Bakersfield is blessed with a vibrant local arts scene. In the last few years in particular, there have been a number of outstanding theater productions by several different groups. The newest group is Theatre in the Black, which focuses on darker works, typically with very small casts, and unusual venues.
This particular version of The Turn of the Screw was Jeffrey Hatcher’s adaptation for a cast of two. The unnamed protagonist, a young governess, was performed by Caroline Fox. All of the other roles were handled by Bryan Maddern. These included the narrator (brother of the governess), the aristocratic uncle who hires her, the housekeeper, and the young boy.

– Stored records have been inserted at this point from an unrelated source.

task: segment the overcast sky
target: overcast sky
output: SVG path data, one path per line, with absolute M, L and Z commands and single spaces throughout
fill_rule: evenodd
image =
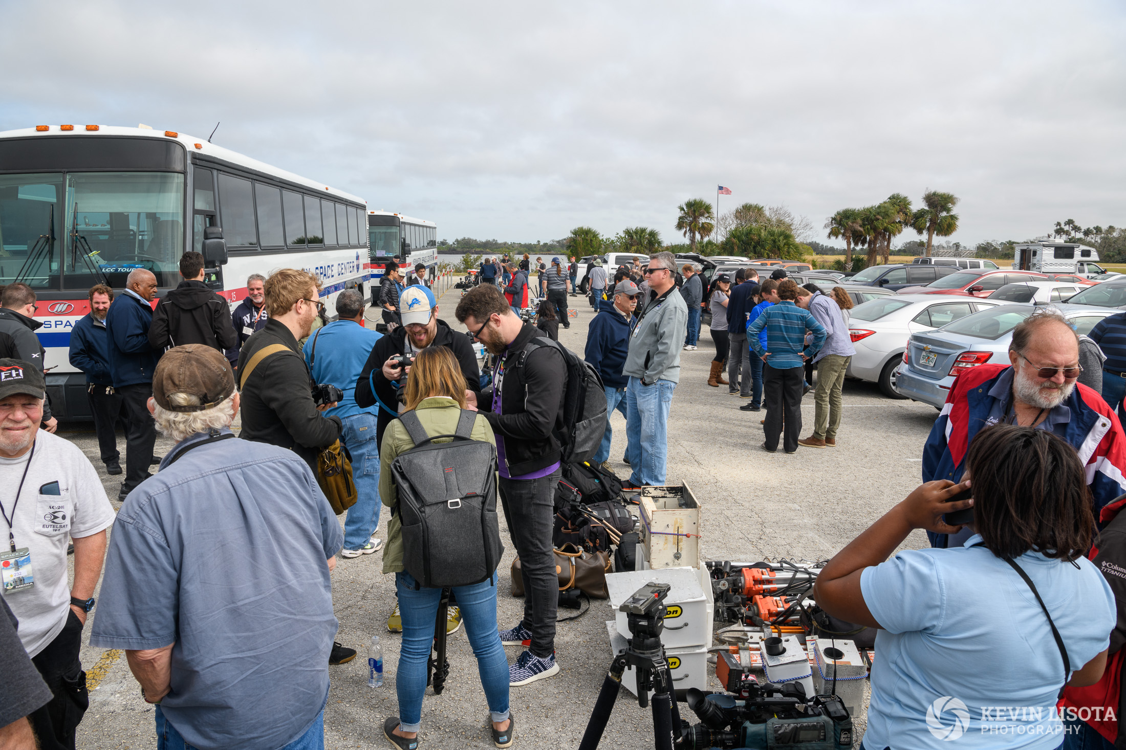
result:
M 963 244 L 1126 225 L 1126 4 L 16 2 L 0 130 L 145 123 L 439 238 L 658 228 L 677 205 L 957 195 Z M 915 238 L 901 236 L 901 241 Z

The script itself is fairly stripped down, but Theatre in the Black took it a few steps further toward minimalism. The performance was at The Guild House, a historic home transformed into a restaurant and event location. (I have played a few weddings there back in the day.) It certainly looks the part of the old mansion, although it is more Edwardian than Victorian. The larger room, essentially a living room, was used as the location. Roughly 25 chairs set at tables held the audience, and a small area in front of an elegant fireplace served as the stage. The only lighting was the candles and dim lights at the tables and on the walls and so on. One could consider it just a bit brighter than candlelight. There were no special effects. Not even sound effects. There were no costume changes. Everything was done by voice and body language. The apparitions were manifested only in the way the actors reacted to them.
The play adheres pretty faithfully to the story. Like the original, key details are doled out slowly and incompletely. There are a few minor differences. (The one that came to mind is that the daughter eventually speaks in the original, but not in the play - because she exists only in the mind - no actor portrays her.) James never truly finished the narrative, but instead left it at a tragic point. We never do find out what happened to the other characters, and things are never actually explained. Which is exactly what James intended.
One difference that was particularly noticeable was in the interpretation of the governess’ actions as connected with her repressed sexuality. This is nothing new, of course. I think it was in the 1930s that this theory was first set forth. The thing of it is, James’ writing is, if anything, about as unsexual as possible. Thinking back on the books of his I have read, it is kind of notable, actually, how he can write so well about emotional entanglement, and yet seem so sexless. There is some evidence that James himself was asexual. He never appears to have had a romantic relationship, although he was quite social and had friends. So, when I read The Turn of the Screw, I didn’t really see it as sexual - although romantic was at least possible. On the other hand, there is an argument to be made in favor of the sexual connection. In Hatcher’s version, the ties to sexuality are obvious - and they work pretty well.
This was a thoroughly enjoyable production. Both actors were outstanding and compelling. The timing was spot on throughout. The setting enhanced the experience, and everything felt intimate.
Caroline Fox and Bryan Maddern
TitB publicity photo
I should also mention the “opening act.” Immediately prior to the play, Rikk Cheshire, performing as Edgar Alan Poe, read “The Raven.” I am always in favor of hearing poetry performed aloud - there is too little of that in our all too prosaic world. Cheshire captured the cadence, and brought the poem to life. I particularly appreciated the fairly deadpan “Nevermore.” In my view, Poe intended that the single word contrast with the increasingly fevered and desperate agony of the grieving man.
This was my first time seeing a Theatre in Black production, but I think I may have to see some more. The production was of excellent quality, with a strong focus on artistic values.